Todos estes estereótipos e, se calhar alguns mais, retratam comportamentos de pessoas que podem estar a gerir mal as suas prioridades.

Cada vez mais organizações reconhecem que trabalhar demais, deixando para trás outras componentes da vida pessoal, pode trazer faturas individuais que mais cedo ou mais tarde se repercutem nas próprias organizações. Mas mesmo não sendo o caso, a fama de algumas carreiras e organizações serem de tal forma exigentes, em termos de dedicação, leva muitos potencias candidatos a procurarem vidas alternativas. Mesmo ganhando menos.

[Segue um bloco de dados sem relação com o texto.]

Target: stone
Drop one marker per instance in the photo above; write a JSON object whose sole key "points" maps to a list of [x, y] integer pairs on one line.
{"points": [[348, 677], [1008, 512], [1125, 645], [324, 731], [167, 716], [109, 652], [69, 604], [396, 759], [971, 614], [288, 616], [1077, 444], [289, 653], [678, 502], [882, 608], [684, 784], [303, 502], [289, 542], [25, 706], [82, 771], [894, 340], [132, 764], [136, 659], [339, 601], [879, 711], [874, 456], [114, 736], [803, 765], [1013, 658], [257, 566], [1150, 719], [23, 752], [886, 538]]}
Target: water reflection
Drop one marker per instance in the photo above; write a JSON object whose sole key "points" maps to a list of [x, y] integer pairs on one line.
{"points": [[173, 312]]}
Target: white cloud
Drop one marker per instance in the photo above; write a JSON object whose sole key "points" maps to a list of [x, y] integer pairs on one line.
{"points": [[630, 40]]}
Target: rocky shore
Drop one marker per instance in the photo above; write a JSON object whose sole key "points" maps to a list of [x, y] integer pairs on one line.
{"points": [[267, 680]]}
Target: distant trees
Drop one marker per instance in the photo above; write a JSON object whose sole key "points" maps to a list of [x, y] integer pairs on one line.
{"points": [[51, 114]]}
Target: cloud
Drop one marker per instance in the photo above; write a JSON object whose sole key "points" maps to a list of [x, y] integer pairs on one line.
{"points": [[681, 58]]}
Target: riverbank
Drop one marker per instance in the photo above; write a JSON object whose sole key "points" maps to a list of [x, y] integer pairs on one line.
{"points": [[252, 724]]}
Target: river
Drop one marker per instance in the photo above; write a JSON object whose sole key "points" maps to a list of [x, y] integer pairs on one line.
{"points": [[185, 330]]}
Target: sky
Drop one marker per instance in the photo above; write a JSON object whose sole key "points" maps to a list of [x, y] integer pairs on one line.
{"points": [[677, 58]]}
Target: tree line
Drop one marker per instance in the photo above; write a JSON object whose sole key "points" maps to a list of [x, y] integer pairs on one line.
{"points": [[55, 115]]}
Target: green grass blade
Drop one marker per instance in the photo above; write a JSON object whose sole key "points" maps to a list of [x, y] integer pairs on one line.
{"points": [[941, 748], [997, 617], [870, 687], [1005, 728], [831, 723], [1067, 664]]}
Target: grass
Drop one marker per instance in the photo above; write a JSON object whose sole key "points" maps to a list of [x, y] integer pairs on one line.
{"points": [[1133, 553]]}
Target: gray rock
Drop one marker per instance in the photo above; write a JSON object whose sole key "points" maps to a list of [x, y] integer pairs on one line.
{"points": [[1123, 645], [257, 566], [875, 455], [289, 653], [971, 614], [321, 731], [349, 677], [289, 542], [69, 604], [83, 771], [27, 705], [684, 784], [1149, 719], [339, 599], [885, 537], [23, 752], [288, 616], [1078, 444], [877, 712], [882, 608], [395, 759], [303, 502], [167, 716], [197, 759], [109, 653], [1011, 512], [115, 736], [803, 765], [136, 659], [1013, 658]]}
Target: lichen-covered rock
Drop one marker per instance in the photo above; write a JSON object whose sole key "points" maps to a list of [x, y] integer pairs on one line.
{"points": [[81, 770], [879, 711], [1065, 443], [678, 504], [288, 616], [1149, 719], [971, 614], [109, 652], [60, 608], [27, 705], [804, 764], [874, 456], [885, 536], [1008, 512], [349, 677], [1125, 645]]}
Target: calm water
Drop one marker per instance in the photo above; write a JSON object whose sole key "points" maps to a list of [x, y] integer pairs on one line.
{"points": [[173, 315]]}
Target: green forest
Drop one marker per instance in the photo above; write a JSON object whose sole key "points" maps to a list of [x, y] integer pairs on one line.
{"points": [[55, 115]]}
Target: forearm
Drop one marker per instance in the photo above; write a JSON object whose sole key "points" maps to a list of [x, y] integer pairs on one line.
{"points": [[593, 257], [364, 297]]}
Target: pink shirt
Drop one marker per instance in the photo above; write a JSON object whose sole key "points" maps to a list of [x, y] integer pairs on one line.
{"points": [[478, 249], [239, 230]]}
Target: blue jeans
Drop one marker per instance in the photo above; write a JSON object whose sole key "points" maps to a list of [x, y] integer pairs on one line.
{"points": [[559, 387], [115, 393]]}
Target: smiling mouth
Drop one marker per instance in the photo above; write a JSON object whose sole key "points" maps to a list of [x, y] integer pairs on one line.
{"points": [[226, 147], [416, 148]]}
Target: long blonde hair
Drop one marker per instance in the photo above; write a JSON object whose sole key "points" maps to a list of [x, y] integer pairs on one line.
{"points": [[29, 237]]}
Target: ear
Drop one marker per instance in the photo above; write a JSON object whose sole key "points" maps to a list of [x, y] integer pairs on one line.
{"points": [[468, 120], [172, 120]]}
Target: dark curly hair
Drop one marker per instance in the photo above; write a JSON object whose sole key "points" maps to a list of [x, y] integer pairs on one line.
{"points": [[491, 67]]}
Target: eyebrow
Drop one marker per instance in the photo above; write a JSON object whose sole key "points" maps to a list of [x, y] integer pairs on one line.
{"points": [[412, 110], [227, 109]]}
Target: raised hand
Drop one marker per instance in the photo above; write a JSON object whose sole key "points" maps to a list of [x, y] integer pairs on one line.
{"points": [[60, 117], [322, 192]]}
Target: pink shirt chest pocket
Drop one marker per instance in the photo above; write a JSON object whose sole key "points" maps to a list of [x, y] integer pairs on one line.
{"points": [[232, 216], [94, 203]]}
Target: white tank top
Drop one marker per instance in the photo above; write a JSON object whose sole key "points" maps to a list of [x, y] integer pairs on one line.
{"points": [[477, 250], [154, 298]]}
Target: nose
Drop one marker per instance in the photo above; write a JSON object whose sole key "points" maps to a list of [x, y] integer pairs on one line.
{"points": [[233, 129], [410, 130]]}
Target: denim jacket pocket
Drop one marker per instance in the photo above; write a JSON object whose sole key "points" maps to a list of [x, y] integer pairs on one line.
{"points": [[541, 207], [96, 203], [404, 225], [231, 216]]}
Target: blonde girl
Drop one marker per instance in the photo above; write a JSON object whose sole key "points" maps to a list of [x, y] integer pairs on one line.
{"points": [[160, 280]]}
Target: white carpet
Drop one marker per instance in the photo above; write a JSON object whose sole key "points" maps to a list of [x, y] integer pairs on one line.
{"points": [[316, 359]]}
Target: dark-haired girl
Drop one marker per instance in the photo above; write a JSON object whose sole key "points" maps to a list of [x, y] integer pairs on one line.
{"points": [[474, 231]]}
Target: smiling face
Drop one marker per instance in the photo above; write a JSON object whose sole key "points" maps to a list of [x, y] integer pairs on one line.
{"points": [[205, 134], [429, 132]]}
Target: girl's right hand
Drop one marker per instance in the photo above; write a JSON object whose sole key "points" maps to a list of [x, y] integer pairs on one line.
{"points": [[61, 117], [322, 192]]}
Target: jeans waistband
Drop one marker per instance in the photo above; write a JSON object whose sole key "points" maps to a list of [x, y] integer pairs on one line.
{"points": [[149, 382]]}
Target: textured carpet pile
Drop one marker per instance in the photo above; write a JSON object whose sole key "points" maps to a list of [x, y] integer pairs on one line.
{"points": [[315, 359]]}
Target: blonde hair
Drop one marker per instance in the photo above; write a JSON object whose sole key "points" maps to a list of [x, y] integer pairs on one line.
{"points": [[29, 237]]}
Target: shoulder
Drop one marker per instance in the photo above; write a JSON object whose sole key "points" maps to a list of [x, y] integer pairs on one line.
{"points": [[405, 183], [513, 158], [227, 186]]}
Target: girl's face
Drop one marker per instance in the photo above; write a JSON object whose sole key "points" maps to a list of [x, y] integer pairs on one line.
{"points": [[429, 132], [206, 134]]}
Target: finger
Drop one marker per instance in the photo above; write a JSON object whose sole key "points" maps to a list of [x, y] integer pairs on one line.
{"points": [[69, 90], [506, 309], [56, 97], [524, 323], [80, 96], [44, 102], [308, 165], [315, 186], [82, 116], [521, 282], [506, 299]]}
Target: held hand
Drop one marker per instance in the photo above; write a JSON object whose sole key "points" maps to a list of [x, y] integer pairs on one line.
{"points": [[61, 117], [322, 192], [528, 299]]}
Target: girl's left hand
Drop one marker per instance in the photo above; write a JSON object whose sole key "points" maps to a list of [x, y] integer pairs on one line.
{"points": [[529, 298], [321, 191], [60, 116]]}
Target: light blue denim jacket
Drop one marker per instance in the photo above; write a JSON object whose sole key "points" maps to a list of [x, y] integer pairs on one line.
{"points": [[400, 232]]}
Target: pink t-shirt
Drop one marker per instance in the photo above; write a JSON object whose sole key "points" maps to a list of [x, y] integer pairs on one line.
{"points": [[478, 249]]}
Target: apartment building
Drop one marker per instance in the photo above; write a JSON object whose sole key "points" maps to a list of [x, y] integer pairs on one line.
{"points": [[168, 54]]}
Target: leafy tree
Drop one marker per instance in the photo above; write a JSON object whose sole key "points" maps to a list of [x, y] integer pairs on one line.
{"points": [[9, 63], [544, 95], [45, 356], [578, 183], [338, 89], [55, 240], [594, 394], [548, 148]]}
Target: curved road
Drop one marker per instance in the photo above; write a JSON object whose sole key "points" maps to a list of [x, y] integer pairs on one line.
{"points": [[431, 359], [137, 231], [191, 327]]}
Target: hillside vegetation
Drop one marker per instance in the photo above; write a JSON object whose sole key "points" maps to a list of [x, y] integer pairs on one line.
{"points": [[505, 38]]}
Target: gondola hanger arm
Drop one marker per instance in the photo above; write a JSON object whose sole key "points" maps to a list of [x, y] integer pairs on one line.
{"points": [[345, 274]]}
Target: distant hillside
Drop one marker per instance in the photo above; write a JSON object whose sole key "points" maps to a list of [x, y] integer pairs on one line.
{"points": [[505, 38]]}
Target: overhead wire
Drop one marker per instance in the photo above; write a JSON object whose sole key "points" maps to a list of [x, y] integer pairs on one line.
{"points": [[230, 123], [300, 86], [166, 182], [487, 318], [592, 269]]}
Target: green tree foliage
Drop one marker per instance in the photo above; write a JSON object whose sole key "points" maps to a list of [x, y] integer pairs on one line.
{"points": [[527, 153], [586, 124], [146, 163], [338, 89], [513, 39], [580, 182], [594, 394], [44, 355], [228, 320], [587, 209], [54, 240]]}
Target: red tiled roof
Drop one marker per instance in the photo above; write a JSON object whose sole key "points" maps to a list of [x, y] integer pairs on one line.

É hoje consensual, que a produtividade continuada só é possível com seres humanos equilibrados. E esse equilíbrio pressupõe um corpo são, uma mente sã e um equilíbrio descanso, trabalho e lazer.

É claro que um grande acelerador deste tipo de preocupações (não é só porque as organizações começaram a ser mais socialmente responsáveis porque são mais boazinhas) é a maior dificuldade de recrutar pessoas qualificadas que queiram viver para trabalhar. Por outro lado, também se foi percebendo que as pessoas inseguras, ultra-controladoras, com incapacidade de delegar, causam mais dano que proveito, mesmo passando muitas horas no escritório. Costuma-se dizer que “secam” tudo à sua volta. Finalmente, relativamente aos workaholics, por falta de melhores coisas para fazer, vai-se concluindo que, reeducados, tornam-se melhores profissionais.

As organizações em países mais desenvolvidos, têm-se vindo a preocupar, cada vez mais, com a componente do equilíbrio na sua força de trabalho. O já referido equilíbrio entre corpo e mente (e em alguns casos, espírito, para quem é mais dado a estes temas) tem provado melhorar os níveis de satisfação, produtividade e retenção nas organizações. Horários flexíveis, teletrabalho quando adequado, formação em técnicas de bem-estar, horários menores e benefícios flexíveis, são algumas das tendências que se têm vindo a observar no mundo empresarial.

E acelerar a mudança nesta direção está também na mão de cada um de nós. Como empregadores, há que ter a coragem de reorganizar o trabalho por forma a proporcionar mais qualidade de vida aos colaboradores. Como empregado, há que não se conformar como uma atividade profissional que seja esgotante e prejudicial para a vida pessoal. Felizmente, cada vez há mais alternativas de empregos justos.

O trabalho deve ser encarado como uma atividade que nos proporciona, para além do sustento, o sentimento de utilidade que nos permita viver uma vida plena e realizarmo-nos como pessoas.